Das abendländische Klosterwesen ist eine der wichtigsten, vielfältigsten und interessantesten Lebensäußerungen der katholischen Kirche. Seit dem frühen Mittelalter werden "monasterium" (lat. Einsiedelei) und "coenobium" (d.h. Ort des gemeinschaftlichen Lebens) als Begriffe für klösterliche Niederlassungen gebraucht.

ORDEN (von lat. ordo = der Stand) ist allgemein die Bezeichnung für einen freiwilligen Zusammenschluß von Personen, die sich einer gemeinsamen Lebensform und den drei Gelübden Gehorsam, Keuschheit und Armut unterwerfen, wobei zwischen eigentlichen Orden, deren Angehörige ein feierliches Gelübde ablegen, und den sog. KONGREGATIONEN, denen eine einfache Verpflichtung genügt, unterschieden wird. Das aus dem Griechischen abgeleitete lateinische Wort "monachus" weist auf die ursprüngliche Idee des Mönchtums hin: Es bedeutet "der allein für sich Lebende" und wurde zuerst für die frühchristlichen Anachoreten (d.h. die, die sich zurückgezogen haben) gebraucht, wenn sie mit anderen ein gemeinsames Haus bewohnten. MÖNCHE und NONNEN - in den Frauenklöstern unterscheidet man "moniales" (Nonnen) und "sorores" (Schwestern) nach Art ihres Gelübdes (PROFESS) - unterstehen einem ABT bzw. einer ÄBTISSIN, die von den männlichen oder weiblichen Mitgliedern der Klostergemeinschaft zumeist auf Lebenszeit gewählt werden. ln einzelnen Orden werden sie auch als Prior oder Propst, als Guardian oder Rektor bezeichnet.

Hinsichtlich ihrer Einrichtung und Lebensweise lassen sich die Ordensgemeinschaften in bestimmten Gruppen zusammenfassen. Die bedeutendste und älteste bilden die eigentlichen Mönchsorden (ordines monastici), deren Mitglieder regulares monachi genannt werden. Zu ihnen gehören neben den BENEDIKTINERN u.a. die ZISTERZIENSER, TRAPPISTEN und KARTÄUSER unter der Verpflichtung "ora et labora". Später entstanden die Chorherren-Orden (ordines canonici) der AUGUSTINER und PRÄMONSTRATENSER, die Kleriker- und Bettel(Mendikanten)-Orden der DOMINIKANER und FRANZISKANER, die Ritterorden der MALTESER und JOHANNITER sowie schließlich die Gemeinschaften der Regularkleriker, deren bedeutendster Zusammenschluß der der JESUITEN werden sollte. Ihnen allen ist eines gemeinsam: der ernste Wille zur Nachfolge Christi.

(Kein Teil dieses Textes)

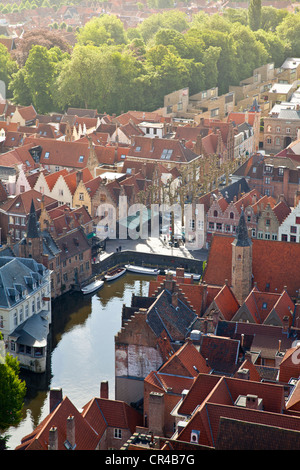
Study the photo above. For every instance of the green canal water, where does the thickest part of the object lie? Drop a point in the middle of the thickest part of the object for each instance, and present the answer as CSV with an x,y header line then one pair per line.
x,y
82,350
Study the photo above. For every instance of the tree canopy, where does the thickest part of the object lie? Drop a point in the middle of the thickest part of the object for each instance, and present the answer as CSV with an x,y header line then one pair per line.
x,y
113,69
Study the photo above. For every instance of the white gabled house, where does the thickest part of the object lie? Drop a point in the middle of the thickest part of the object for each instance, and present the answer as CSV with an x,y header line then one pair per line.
x,y
25,310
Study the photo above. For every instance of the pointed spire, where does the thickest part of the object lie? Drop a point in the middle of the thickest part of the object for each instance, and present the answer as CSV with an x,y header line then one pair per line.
x,y
32,226
242,238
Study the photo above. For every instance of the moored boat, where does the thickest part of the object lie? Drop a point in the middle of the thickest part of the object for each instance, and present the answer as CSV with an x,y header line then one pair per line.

Hergeleitet vom lateinischen "claustrum", was soviel bedeutet wie "nach außen abgeschlossener Ort", will jedes Kloster Abbild der Civitas Dei, des Gottesstaates, sein. So wie jede Ordensgemeinschaft einen bestimmten Frömmigkeitsstil verkörpert, so prägt dieser Stil, der zugleich Ausdruck des jeweiligen Lebensgefühls ist, unverwechselbar die Bau- und Bildwerke seiner Epoche. Dies gilt von den frühen Klosteranlagen der Benediktiner und Zisterzienser über die bescheidenen Niederlassungen der verschiedenen Bettelorden bis hin zu den grandiosen Fürstabteien des Barock.

Gerade hier hat die große Herbstausstellung "Monastisches Westfalen" in Münster 1982 auch für unser Land eine überraschende Vielfalt an Architekturen und Kunstwerken präsentiert, die etwas von dem einstigen Glanz dieser untergegangenen und gleichwohl in besonderer Weise bis heute nachwirkenden Welt ahnen lassen.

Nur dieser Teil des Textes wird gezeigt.